Então, por que ainda usamos animais em alguns estudos? Isso acontece porque existem patologias e mecanismos do cérebro humano que ainda não conseguimos reproduzir em modelos mais simples. A prova disso é o facto de muitos fármacos, que parecem promissores em animais, mais tarde não funcionarem em pacientes. Exemplos de estudos que ainda requerem modelos animais são os comportamentos ligados a doenças psiquiátricas, neurodegenerativas ou de adição, os estudos de cognição complexa, lesões cerebrais ou da medula espinhal e a manipulação de circuitos neuronais para entender exatamente como funcionam e intervir em caso de disfunção.

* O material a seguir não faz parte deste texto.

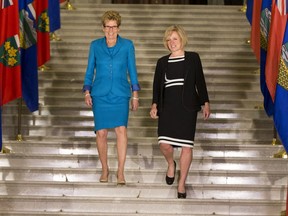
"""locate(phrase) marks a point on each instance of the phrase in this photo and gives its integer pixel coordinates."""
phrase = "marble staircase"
(55, 169)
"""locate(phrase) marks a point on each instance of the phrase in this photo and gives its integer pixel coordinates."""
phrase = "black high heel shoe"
(182, 195)
(170, 180)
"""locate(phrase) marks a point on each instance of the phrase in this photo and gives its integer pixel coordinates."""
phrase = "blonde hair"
(111, 15)
(180, 31)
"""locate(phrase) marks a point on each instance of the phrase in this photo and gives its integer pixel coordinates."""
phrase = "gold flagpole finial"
(69, 6)
(54, 37)
(43, 68)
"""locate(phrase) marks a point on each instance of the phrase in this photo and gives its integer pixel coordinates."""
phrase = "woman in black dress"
(179, 93)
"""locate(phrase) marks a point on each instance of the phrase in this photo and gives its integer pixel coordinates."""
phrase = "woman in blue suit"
(107, 89)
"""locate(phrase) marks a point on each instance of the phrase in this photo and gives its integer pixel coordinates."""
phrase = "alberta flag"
(281, 94)
(264, 34)
(43, 30)
(10, 71)
(28, 45)
(277, 29)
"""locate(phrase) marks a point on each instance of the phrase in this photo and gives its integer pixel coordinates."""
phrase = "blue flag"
(54, 15)
(28, 46)
(281, 95)
(249, 11)
(264, 34)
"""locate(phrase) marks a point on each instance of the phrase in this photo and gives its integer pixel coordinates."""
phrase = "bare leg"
(167, 151)
(121, 133)
(101, 142)
(185, 162)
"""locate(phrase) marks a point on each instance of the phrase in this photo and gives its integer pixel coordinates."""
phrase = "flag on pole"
(28, 44)
(0, 128)
(9, 51)
(253, 14)
(255, 29)
(281, 95)
(276, 33)
(10, 71)
(249, 10)
(42, 28)
(54, 15)
(264, 33)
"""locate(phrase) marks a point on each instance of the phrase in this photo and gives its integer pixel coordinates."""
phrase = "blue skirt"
(110, 111)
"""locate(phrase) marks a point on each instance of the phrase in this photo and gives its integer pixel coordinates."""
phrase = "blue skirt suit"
(106, 78)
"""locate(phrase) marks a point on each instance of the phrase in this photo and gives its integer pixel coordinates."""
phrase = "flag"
(264, 33)
(281, 95)
(42, 28)
(0, 128)
(10, 71)
(276, 33)
(28, 44)
(54, 15)
(253, 16)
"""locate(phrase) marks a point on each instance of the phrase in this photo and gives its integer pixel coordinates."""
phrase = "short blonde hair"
(111, 15)
(180, 31)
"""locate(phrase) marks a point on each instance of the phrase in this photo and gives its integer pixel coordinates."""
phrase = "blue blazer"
(108, 70)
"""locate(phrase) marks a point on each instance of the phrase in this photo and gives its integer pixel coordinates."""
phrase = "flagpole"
(19, 136)
(244, 7)
(69, 6)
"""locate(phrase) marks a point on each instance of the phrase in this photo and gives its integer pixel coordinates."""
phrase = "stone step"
(140, 190)
(139, 205)
(135, 121)
(76, 131)
(50, 84)
(143, 162)
(147, 176)
(88, 147)
(220, 108)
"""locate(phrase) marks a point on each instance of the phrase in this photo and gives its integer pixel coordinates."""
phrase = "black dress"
(176, 124)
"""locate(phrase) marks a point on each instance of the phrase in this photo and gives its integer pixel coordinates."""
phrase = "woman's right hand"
(88, 99)
(153, 111)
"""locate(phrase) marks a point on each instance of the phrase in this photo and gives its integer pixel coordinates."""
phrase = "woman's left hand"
(134, 103)
(206, 111)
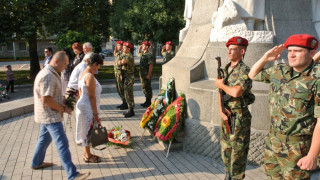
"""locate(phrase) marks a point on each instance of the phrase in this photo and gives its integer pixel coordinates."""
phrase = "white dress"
(84, 113)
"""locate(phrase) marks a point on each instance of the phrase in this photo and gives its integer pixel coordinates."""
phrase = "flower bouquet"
(119, 136)
(70, 97)
(170, 121)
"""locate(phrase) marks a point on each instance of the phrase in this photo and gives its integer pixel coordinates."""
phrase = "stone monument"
(264, 23)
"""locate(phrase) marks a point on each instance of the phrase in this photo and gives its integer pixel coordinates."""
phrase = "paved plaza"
(145, 160)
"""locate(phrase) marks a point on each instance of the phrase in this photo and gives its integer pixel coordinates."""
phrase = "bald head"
(59, 61)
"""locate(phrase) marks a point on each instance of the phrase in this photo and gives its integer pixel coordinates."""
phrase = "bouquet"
(70, 97)
(119, 136)
(170, 121)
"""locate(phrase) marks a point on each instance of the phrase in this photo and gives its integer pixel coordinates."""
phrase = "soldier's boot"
(228, 177)
(129, 113)
(147, 103)
(124, 106)
(123, 103)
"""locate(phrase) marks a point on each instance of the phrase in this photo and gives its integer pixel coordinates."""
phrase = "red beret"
(120, 42)
(237, 40)
(128, 45)
(302, 40)
(146, 43)
(170, 43)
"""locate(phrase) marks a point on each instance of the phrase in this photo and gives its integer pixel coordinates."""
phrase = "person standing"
(48, 55)
(127, 72)
(167, 52)
(117, 73)
(10, 79)
(78, 51)
(145, 72)
(88, 105)
(48, 111)
(237, 89)
(292, 146)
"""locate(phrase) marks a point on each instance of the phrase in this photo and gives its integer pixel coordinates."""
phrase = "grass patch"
(105, 72)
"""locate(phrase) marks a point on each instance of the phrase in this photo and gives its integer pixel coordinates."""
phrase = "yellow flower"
(166, 121)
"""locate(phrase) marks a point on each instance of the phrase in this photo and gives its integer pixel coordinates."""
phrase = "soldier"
(293, 145)
(117, 73)
(237, 88)
(167, 51)
(127, 72)
(146, 66)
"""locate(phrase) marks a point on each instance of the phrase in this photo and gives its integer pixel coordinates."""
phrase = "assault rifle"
(230, 122)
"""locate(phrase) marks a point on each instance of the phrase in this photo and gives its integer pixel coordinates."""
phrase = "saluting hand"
(219, 83)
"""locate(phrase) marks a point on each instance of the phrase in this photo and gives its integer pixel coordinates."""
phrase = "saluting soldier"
(146, 66)
(167, 51)
(117, 73)
(127, 72)
(237, 88)
(292, 146)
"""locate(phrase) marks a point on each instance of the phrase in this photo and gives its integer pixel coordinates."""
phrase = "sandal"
(92, 159)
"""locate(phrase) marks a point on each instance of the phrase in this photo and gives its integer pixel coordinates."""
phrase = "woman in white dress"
(88, 105)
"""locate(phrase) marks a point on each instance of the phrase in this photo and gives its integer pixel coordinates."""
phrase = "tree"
(31, 19)
(139, 20)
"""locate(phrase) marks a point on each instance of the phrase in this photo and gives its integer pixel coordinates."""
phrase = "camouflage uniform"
(145, 61)
(127, 71)
(294, 100)
(167, 56)
(235, 147)
(117, 74)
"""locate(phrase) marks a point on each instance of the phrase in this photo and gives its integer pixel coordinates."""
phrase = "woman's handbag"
(97, 135)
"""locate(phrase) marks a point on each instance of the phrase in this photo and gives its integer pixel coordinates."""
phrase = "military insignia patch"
(313, 43)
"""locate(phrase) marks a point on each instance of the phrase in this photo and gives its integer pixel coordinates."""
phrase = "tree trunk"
(34, 59)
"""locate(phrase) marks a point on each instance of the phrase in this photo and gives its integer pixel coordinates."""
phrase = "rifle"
(230, 121)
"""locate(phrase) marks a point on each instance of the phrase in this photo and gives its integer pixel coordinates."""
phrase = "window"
(22, 46)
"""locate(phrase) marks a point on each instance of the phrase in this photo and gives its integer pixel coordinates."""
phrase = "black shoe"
(123, 102)
(125, 106)
(228, 177)
(129, 113)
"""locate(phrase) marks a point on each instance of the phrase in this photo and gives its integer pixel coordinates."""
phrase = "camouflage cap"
(237, 40)
(302, 40)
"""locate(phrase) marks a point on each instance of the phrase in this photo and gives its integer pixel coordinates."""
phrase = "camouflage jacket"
(294, 100)
(129, 66)
(116, 59)
(239, 77)
(145, 60)
(167, 56)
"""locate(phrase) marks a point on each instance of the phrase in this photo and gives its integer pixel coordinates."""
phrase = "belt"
(283, 137)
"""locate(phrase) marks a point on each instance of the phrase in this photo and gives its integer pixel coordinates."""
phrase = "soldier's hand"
(219, 83)
(274, 53)
(307, 163)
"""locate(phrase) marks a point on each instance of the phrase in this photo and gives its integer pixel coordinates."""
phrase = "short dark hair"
(95, 58)
(49, 49)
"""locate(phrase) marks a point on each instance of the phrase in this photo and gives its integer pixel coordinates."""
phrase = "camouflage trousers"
(128, 81)
(235, 147)
(145, 85)
(119, 84)
(281, 157)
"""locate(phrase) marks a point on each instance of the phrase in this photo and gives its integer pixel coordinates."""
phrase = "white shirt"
(75, 75)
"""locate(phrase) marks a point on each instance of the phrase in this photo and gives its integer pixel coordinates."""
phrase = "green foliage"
(65, 40)
(138, 20)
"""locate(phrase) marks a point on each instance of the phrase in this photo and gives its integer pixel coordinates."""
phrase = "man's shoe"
(43, 165)
(228, 177)
(125, 106)
(129, 113)
(82, 176)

Os modelos animais têm sido fundamentais para a compreensão de inúmeras patologias neurológicas, como doença de Alzheimer, doença de Parkinson, epilepsia e distúrbios psiquiátricos. Eles fornecem uma plataforma para testar tratamentos potenciais, avaliar estratégias terapêuticas e verificar a segurança e eficácia de intervenções inovadoras, tanto farmacológicas quanto cirúrgicas, antes de avançar para ensaios clínicos em humanos. Estamos sempre a trabalhar na tentativa de ter modelos mais fiáveis e com poder de translação para pacientes, mas no caso do sistema nervoso central, tem sido complexo.
É crucial desenvolvermos cada vez mais alternativas à utilização de animais sempre que possível, mas reconhecer que, atualmente, ainda existem situações em que o uso de modelos animais é indispensável para avançar no conhecimento e no desenvolvimento de novas terapias.
Só conseguimos progredir entanto sociedade e melhorar o nosso respeito pela Natureza e pelos animais que permitiram estes avanços, se soubermos refletir sobre o assunto sem radicalizações e sem tabus. De forma consciente, informada e aberta a novas ideias e seguindo o exemplo do admirável José Mattoso, a quem presto homenagem este mês, sugerindo o livro Poderes Invisíveis, ao som de Space Oddity do incontornável David Bowie.